Arts | le jeudi 20 mai 2021
Uele Lamore avec fleurs
Compositrice et cheffe d'orchestre parisienne, Uele Lamore brise les frontières musicales à travers ses collaborations avec Étienne Daho, Agar Agar, le London Contemporary Orchestra ou encore des intelligences artificielles, naviguant entre pop contemporaine et avant-gardisme. Rencontre.

Printemps.com : Comment se sont déroulés ces derniers mois pour toi ?

Uele Lamore : Ils ont été très productifs ! Mon EP Tracks est sorti en février 2020, puis j'ai réalisé un album pour le label allemand K7 qui sortira l'année prochaine. J'ai également travaillé sur la bande originale du prochain film d'Aïssa Maïga, Marcher sur l'eau. Enfin, j'ai surtout signé avec la major Sony pour créer mon propre album, que je finis d'enregistrer.

Avec Sony, tu travailles aussi pour le programme Sony CSL - Computer Search Lab -, destiné à booster la créativité des musicien·ne·s grâce à l'intelligence artificielle. Peux-tu nous expliquer en quoi consiste cette collaboration ?

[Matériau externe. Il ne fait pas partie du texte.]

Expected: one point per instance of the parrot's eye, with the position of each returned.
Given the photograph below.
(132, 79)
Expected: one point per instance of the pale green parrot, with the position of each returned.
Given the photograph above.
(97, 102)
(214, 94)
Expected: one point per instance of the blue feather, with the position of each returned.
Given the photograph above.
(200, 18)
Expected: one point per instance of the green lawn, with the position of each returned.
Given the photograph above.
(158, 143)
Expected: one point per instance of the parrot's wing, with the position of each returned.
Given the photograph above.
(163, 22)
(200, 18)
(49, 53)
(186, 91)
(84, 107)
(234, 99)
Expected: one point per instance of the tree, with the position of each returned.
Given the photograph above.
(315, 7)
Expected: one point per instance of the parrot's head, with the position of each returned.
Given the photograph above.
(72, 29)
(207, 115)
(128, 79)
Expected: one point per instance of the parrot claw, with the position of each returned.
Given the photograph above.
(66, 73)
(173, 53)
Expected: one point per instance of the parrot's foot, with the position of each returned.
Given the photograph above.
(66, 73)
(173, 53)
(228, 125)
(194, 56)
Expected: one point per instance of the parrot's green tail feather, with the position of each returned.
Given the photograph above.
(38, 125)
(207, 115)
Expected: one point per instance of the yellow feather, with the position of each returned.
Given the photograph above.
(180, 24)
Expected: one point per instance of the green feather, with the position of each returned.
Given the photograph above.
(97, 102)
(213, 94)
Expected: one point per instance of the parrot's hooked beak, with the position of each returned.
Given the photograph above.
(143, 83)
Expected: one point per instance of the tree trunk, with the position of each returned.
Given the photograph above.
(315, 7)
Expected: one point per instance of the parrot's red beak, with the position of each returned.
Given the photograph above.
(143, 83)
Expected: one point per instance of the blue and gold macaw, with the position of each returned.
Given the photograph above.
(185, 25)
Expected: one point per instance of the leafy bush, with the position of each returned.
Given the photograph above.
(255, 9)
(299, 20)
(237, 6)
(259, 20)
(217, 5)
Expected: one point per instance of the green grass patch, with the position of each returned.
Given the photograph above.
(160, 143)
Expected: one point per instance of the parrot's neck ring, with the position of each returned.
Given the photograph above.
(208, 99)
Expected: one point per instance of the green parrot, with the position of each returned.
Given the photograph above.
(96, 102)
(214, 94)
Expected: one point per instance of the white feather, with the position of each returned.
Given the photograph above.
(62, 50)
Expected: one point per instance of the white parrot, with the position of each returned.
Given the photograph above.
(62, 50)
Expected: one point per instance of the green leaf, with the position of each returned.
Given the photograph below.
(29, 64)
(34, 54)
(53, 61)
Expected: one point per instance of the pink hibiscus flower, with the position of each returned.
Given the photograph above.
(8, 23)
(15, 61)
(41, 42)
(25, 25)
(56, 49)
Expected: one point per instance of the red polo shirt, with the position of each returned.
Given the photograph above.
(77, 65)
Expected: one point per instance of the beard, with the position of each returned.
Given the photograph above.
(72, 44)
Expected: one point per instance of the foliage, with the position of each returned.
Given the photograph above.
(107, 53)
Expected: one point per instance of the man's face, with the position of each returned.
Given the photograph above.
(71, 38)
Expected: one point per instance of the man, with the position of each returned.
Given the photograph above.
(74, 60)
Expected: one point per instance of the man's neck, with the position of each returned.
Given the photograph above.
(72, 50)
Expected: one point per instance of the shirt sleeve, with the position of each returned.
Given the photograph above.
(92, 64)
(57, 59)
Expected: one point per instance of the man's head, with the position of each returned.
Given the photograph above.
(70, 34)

Je fais du travail de recherche. Le laboratoire Sony CSL développe des outils de production musicale en ayant recours à l'intelligence artificielle. Au départ, j'étais simplement bêta-testeuse, puis on a poussé la collaboration plus loin et ils m'ont proposé de créer un EP complet en utilisant ces nouveaux moyens de production. L'EP [Heqet's Shadow: Return Of Glycon, NDLR] vient juste de sortir ! C'était très stimulant de bosser avec des ingénieurs et des chercheurs. Développer des outils de prod en musique, c'est un peu le Saint Graal.

Uele Lamore à Paris

As-tu toujours fait de la musique ?

Oui, j'ai commencé à jouer des instruments très tôt et j'avais l'oreille musicale. La musique a été une constante de ma vie. Au-delà d'une passion ou d'un métier, c'est quelque chose qui fait partie de mon être.

Après ton bac, tu es partie étudier cinq ans aux États-Unis, tout d'abord le jazz à Los Angeles, puis la composition classique au célèbre Berklee College of Music de Boston. Pourquoi avoir choisi de quitter la France pour tes études ?

C'était avant tout par contrainte. Les formations que je souhaitais suivre n'existaient pas en France. Je n'ai pas fait le conservatoire, je suis autodidacte. J'avais vraiment l'impression de ne pas avoir ma place dans les écoles de musique françaises. On ne me prenait pas au sérieux et je pense qu'il y avait là une certaine part de misogynie. Comme je possède un passeport américain, mon père m'a conseillé de partir étudier aux États-Unis.

Quand tu es arrivée aux États-Unis, as-tu ressenti une différence avec le système éducatif musical français ?

Complètement ! Ma première école à Los Angeles formait des instrumentistes professionnels. Tous avaient un excellent niveau et aujourd'hui, l'une d'entre elles joue même de la guitare pour Beyoncé. Les gens y sont formés pour devenir de véritables snipers. Contrairement aux Français, les Américains considèrent vraiment la musique comme un métier que tout le monde peut faire, à condition de travailler dur. On te met aussi en contact avec différents professionnels accomplis. C'est comme ça que j'ai découvert la direction orchestrale, sinon je n'y aurais jamais pensé !

Uele Lamore à Paris

Tu es ensuite partie aux Pays-Bas pour suivre une formation avec Jules Buckley, le chef d'orchestre du Metropole Orkest, qui a collaboré avec de nombreux artistes mondialement connus, comme les Arctic Monkeys ou Massive Attack. Actuellement, tu travailles avec le London Contemporary Orchestra, considéré en quelque sorte comme le rival du Metropole Orkest...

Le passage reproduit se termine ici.